Hospices need to take a sharp look at their quality indicators to successfully work with Medicare Advantage Plans. Efforts to boost Hospice Compare star ratings and patient and family satisfaction scores will be essential when the hospice demonstration of the value-based insurance design model begins in 2021, often referred to as the Medicare Advantage hospice carve-in.
This according to SCAN Health Plan CEO Sachin Jain, M.D., who spoke at Hospice News Virtual Summit on Value-Based Care Strategies for Hospice and Palliative Care. SCAN Health Plan, a nonprofit Medicare Advantage plan, covers more than 220,000 beneficiaries. The plan expects to participate in the carve-in beginning in 2022, Jain told Hospice News.
“Star ratings are not just consumer facing measures — although that’s how a lot of Medicare Advantage plans use them — they also dictate your revenue.

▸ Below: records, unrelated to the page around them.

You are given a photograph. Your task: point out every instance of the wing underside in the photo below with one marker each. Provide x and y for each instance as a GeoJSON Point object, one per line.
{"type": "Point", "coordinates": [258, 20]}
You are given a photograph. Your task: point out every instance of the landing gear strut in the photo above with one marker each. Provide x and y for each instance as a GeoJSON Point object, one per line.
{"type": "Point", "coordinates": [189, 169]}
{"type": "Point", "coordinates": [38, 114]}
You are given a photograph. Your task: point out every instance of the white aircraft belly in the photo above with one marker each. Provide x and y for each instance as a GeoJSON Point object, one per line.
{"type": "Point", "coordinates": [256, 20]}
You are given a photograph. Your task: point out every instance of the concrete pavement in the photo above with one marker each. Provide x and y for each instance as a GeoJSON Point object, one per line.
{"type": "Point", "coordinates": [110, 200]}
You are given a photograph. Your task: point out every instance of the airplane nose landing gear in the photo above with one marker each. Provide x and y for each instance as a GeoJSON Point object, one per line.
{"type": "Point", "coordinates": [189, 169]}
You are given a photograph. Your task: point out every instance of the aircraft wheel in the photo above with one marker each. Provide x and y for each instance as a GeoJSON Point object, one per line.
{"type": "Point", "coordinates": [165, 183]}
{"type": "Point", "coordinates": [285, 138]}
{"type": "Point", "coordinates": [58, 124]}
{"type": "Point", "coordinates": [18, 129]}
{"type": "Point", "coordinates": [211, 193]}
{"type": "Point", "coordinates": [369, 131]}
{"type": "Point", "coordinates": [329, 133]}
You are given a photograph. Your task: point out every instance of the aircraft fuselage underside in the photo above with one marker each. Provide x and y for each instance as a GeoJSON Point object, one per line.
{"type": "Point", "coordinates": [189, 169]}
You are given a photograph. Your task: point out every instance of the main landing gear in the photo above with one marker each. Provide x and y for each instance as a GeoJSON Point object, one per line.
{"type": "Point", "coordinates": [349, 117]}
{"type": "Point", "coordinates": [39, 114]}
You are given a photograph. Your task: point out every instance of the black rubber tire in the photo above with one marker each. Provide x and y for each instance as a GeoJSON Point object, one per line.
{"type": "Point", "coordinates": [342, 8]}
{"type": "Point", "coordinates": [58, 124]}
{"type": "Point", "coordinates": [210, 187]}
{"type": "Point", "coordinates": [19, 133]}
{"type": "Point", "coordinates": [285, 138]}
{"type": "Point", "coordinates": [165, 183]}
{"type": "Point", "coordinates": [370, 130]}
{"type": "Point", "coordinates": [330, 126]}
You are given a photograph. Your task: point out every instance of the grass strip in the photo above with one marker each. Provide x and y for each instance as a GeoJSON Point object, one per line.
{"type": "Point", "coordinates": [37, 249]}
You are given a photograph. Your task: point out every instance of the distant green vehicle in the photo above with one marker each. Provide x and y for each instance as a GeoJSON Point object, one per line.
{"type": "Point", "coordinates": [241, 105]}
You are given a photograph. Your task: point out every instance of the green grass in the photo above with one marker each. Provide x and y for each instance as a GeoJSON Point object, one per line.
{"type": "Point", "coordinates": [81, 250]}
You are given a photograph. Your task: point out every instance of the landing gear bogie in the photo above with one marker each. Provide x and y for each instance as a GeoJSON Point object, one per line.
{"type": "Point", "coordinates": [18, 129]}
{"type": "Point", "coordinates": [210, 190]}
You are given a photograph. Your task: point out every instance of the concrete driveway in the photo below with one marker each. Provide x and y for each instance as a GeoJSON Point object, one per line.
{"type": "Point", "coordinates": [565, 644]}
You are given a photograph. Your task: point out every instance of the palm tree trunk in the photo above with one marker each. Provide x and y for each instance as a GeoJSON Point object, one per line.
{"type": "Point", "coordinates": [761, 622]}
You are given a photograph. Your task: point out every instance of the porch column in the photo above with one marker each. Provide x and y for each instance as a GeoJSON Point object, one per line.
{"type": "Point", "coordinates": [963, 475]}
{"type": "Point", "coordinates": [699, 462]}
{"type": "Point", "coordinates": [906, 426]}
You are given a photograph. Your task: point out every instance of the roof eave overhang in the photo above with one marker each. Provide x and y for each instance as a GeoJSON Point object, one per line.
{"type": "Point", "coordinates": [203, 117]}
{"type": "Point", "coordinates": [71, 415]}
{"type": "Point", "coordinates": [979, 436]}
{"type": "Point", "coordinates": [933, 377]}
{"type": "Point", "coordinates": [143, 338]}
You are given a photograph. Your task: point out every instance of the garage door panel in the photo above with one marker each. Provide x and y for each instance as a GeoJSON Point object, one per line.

If you have a large Medicare Advantage book like we do, the change between a four-and-a-half star rating and a four-star rating actually quantifies in the tens of millions of dollars,” Jain said at the Summit. “I would familiarize yourself with the things that are important to [a Medicare Advantage plan] as a customer of your services on behalf of the members we serve and frame a lot of what you do in that language. I think organizations that invest the effort to understand their customer in that way will actually do quite well in this new world.”
Among the most important sources of data is the Consumer Assessment of Healthcare Providers and Systems (CAHPS) survey, according to Jain.
For hospice, CAHPS surveys are sent to the family after the patient has passed away to gauge their satisfaction with the care their family member received. The survey vendor contacts the family by phone or mail approximately 42 days after the end of the month in which the patient died.
The survey’s 47 questions indicate the family’s perception of hospice performance on 11 metrics such as hospice team communication, symptom management, emotional and spiritual support, patient and caregiver training, and whether the family would recommend the hospice, among other data points.
“Medicare Advantage plans are actually measured along a number of dimensions that will then become a part of how hospice organizations are measured. One of them is CAHPS scores,” Jain said. “The most important thing we care about is the patient experience and that sense of care coordination. Become very familiar with the cap survey, which is a survey that’s administered to patients annually. Understanding how Medicare Advantage plans are measured and paid by regulators, star ratings, and CAHPS scores is going to be very significant.”